Леонтий, отчасти и затаив дыхание, подвел мышку, коротко щелкнул. Выдохнул. Электронное послание открылось. Сим-Сим! Кто там? КТО ТАМ?
La primavera
…Помню себя очень рано. Давно. Никто не верит. С двух месяцев, наверное. Мир еще не делился на хорошее и плохое. Он был. Однажды мой весельчак-отец забыл меня, спящую в коляске, в ресторанном фойе. Пошел в воскресенье за хлебом, заодно выгулять младенца, встретил дружков – у папаши всегда были полны карманы денег, зубной техник, живой заработок. Вернулся домой без хлеба. И без меня. Батюшки мои! Где ребенок? После этого мать выгнала его. С концами. Или отец попросту надоел ей, или не хотела еще второго взрослого ребенка на свою шею, предлог тут как тут. Она была очень решительной женщиной. И сейчас для меня есть. Рассказала мне много времени спустя. Но этого я как раз не помню. Про отца. Не хочу. Потом он выехал на ПМЖ в Израиль, купил жену и продал дочь – отказался в письменном виде, так полагалось, иначе мать не дала бы согласия.

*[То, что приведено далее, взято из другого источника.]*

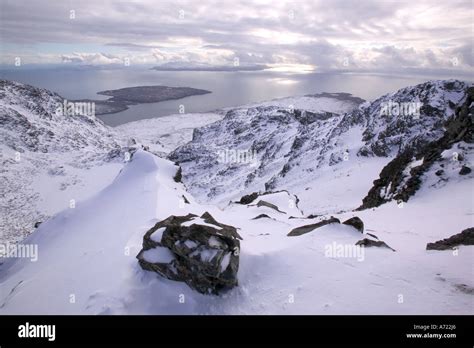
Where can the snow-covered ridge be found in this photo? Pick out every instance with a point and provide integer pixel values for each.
(293, 148)
(86, 257)
(48, 157)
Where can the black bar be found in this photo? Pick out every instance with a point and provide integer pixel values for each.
(224, 330)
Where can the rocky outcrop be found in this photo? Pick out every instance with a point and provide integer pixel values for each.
(298, 231)
(355, 222)
(247, 199)
(402, 177)
(466, 237)
(366, 242)
(201, 252)
(263, 203)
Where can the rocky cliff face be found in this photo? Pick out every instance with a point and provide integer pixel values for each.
(36, 141)
(449, 155)
(289, 147)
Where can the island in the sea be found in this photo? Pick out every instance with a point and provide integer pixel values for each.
(123, 97)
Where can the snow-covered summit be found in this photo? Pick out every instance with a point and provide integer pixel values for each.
(46, 152)
(289, 148)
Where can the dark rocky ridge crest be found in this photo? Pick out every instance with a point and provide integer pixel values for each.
(459, 128)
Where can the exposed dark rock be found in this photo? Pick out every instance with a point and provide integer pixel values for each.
(366, 242)
(458, 128)
(247, 199)
(178, 177)
(465, 288)
(262, 203)
(466, 237)
(372, 235)
(298, 231)
(261, 216)
(464, 170)
(204, 257)
(355, 222)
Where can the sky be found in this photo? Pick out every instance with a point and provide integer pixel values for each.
(294, 36)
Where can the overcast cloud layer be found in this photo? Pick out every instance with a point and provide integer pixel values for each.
(299, 35)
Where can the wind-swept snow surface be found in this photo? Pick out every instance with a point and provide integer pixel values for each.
(86, 256)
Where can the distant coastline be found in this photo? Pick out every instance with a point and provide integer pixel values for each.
(122, 98)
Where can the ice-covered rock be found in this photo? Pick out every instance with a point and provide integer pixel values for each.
(201, 252)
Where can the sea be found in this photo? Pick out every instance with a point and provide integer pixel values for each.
(228, 88)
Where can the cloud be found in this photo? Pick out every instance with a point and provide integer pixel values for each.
(328, 35)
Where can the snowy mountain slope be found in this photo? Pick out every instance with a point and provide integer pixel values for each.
(97, 241)
(270, 135)
(164, 134)
(449, 157)
(48, 158)
(293, 149)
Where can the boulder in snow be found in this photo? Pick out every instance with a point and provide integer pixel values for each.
(199, 251)
(466, 237)
(366, 242)
(355, 222)
(298, 231)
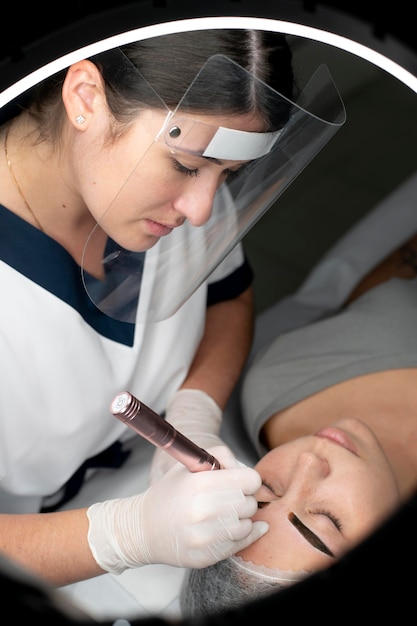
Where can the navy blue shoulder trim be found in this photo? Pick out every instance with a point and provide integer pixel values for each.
(232, 285)
(41, 259)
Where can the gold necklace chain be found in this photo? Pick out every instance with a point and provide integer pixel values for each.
(9, 165)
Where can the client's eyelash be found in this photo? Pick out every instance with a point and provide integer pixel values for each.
(184, 170)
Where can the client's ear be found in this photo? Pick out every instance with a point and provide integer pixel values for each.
(82, 93)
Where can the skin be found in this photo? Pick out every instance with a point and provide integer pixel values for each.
(67, 189)
(338, 483)
(306, 473)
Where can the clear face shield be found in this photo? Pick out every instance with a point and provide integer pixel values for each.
(149, 283)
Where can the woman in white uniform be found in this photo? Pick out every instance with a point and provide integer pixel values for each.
(127, 179)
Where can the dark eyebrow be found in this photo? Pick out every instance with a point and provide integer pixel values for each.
(308, 534)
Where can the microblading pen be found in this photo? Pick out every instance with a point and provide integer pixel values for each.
(161, 433)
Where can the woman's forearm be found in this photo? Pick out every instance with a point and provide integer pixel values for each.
(53, 546)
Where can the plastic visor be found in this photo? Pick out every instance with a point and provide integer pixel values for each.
(151, 285)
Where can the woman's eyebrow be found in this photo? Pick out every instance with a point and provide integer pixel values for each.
(308, 534)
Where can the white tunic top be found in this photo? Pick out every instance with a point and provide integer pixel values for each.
(62, 362)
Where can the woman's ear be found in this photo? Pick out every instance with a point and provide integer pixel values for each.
(82, 93)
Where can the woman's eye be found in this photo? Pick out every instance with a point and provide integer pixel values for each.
(185, 170)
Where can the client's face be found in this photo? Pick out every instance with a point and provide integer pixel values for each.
(321, 495)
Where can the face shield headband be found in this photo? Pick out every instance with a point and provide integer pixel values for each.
(150, 285)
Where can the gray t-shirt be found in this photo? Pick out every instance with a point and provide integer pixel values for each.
(378, 331)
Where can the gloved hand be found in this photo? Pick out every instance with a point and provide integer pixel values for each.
(184, 520)
(197, 416)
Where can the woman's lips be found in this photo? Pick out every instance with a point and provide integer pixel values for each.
(337, 436)
(157, 229)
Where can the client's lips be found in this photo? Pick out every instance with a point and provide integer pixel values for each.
(337, 436)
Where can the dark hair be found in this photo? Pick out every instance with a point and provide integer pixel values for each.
(170, 63)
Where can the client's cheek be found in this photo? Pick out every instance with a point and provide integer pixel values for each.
(257, 552)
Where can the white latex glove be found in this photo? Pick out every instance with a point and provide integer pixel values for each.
(185, 520)
(197, 416)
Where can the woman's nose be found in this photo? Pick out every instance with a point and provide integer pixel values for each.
(196, 202)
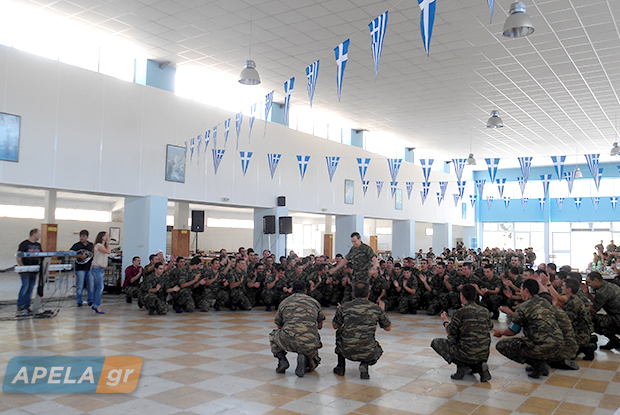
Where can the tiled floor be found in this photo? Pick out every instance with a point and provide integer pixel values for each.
(221, 363)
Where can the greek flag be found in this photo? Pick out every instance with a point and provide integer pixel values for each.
(288, 90)
(570, 178)
(312, 72)
(426, 168)
(427, 19)
(522, 184)
(274, 159)
(394, 165)
(500, 187)
(362, 164)
(558, 163)
(492, 165)
(245, 160)
(332, 165)
(480, 186)
(217, 158)
(226, 131)
(459, 167)
(238, 122)
(342, 55)
(268, 106)
(303, 165)
(526, 167)
(409, 189)
(377, 33)
(379, 187)
(546, 179)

Все свое раннее детство я прожила, провела как попало, иногда у кого попало. Матери было некогда. Она поднимала экономическое благополучие страны. Руководитель производства, блин горелый, тогда так говорили. Бой-баба, так говорили тоже. Прокладывала нефтепроводы с севера на юг, и с востока на запад, и поперек – через север на северо-запад, прямо как у Хичкока. Мастер, начальник участка, заместитель директора проектного института. Инженер от бога, наваяла подряд две диссертации, на них теперь технари молятся, будто на Талмуд. Интеллигентная. Могла выдать цитату на латыни, примерно с абзац. Простая, как три рубля. Могла загнуть матом, без напряжения. И рукастая. Могла на спор – пол-литруха нечищеного технического, – сменить сработавшийся бур на сорокаградусном морозе. Под Нижневартовском, под Уренгоем-2, и дальше – Тюмень, Ухта, вкалывала не меряно, зашибала деньгу, но все просвистывало у нее, как ветер в голове. На ерунду. Никогда не умела копить, и заботиться ни о каком живом существе тоже толком не умела. Я была арифметический остаток в решенном уравнении. Меня приходилось всякий раз куда-то девать. Меня, и сибирского кота Финея, Фишку. Чего ради стоило выгонять отца? У матери были на этот счет непонятные соображения.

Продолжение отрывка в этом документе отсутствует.